Sollte das der Fall sein, könnte man wieder etwas liberalisieren und auch mehr Geschäfte öffnen, um die wirtschaftlichen Schäden zu verringern.

"Es geht darum, Risiken und Chancen aller Optionen abzuwägen."

SPIEGEL: Sollte die Gesundheit hier nicht vor wirtschaftlichen Interessen stehen?
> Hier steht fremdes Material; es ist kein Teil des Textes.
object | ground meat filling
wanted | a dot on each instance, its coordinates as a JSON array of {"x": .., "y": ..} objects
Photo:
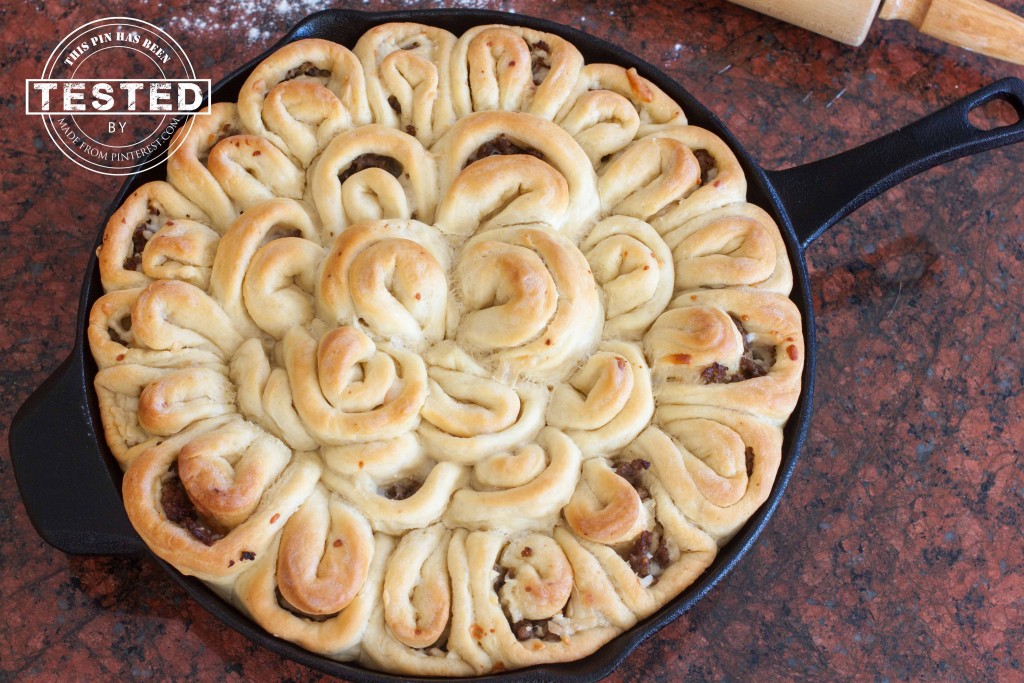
[
  {"x": 401, "y": 488},
  {"x": 280, "y": 232},
  {"x": 504, "y": 573},
  {"x": 756, "y": 361},
  {"x": 708, "y": 165},
  {"x": 306, "y": 69},
  {"x": 501, "y": 145},
  {"x": 640, "y": 555},
  {"x": 117, "y": 335},
  {"x": 179, "y": 510},
  {"x": 139, "y": 239},
  {"x": 662, "y": 555},
  {"x": 540, "y": 60},
  {"x": 526, "y": 629},
  {"x": 631, "y": 471},
  {"x": 363, "y": 162},
  {"x": 285, "y": 604},
  {"x": 639, "y": 558},
  {"x": 716, "y": 373}
]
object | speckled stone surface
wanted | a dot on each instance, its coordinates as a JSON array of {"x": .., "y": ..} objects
[{"x": 897, "y": 552}]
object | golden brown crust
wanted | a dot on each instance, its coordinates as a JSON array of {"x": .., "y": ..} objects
[{"x": 131, "y": 228}]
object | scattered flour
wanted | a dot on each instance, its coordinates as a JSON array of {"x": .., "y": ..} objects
[{"x": 256, "y": 20}]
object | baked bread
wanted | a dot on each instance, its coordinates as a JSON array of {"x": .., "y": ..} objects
[{"x": 445, "y": 354}]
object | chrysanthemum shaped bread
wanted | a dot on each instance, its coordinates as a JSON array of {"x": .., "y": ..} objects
[{"x": 445, "y": 354}]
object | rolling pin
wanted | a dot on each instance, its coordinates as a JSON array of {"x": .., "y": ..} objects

Antes: Natürlich, nur kann man das so isoliert nicht betrachten. Es geht darum, Risiken und Chancen aller Optionen abzuwägen. Von den aktuellen Schutzmaßnahmen sind deutlich mehr Menschen betroffen als direkt vom Coronavirus bedroht. Riskieren wir eine dauerhafte Rezession, bedeutet das den wirtschaftlichen und persönlichen Schaden oder sogar Ruin für Millionen Menschen. Das kann ebenfalls schwere gesundheitliche Folgen haben. Dazu kommen schwere soziale Schäden, wie etwa häusliche Gewalt und Vereinsamung, ebenfalls mit gesundheitlichen Auswirkungen.

Es klingt hart, aber wir werden in Kauf nehmen müssen, dass am oder mit dem Coronavirus Menschen sterben. Die entscheidende Frage ist, werden es 20.000 oder 30.000 sein, wie in einer heftigen Grippesaison, oder eher 100.000 oder mehr, wie es durch die Medien geht, und welche gesundheitlichen Konsequenzen hätte im Gegenzug ein langfristiger Shutdown? Finden wir in den nächsten Wochen und Monaten Antworten auf diese Fragen, wäre das Grund für ein bisschen Optimismus.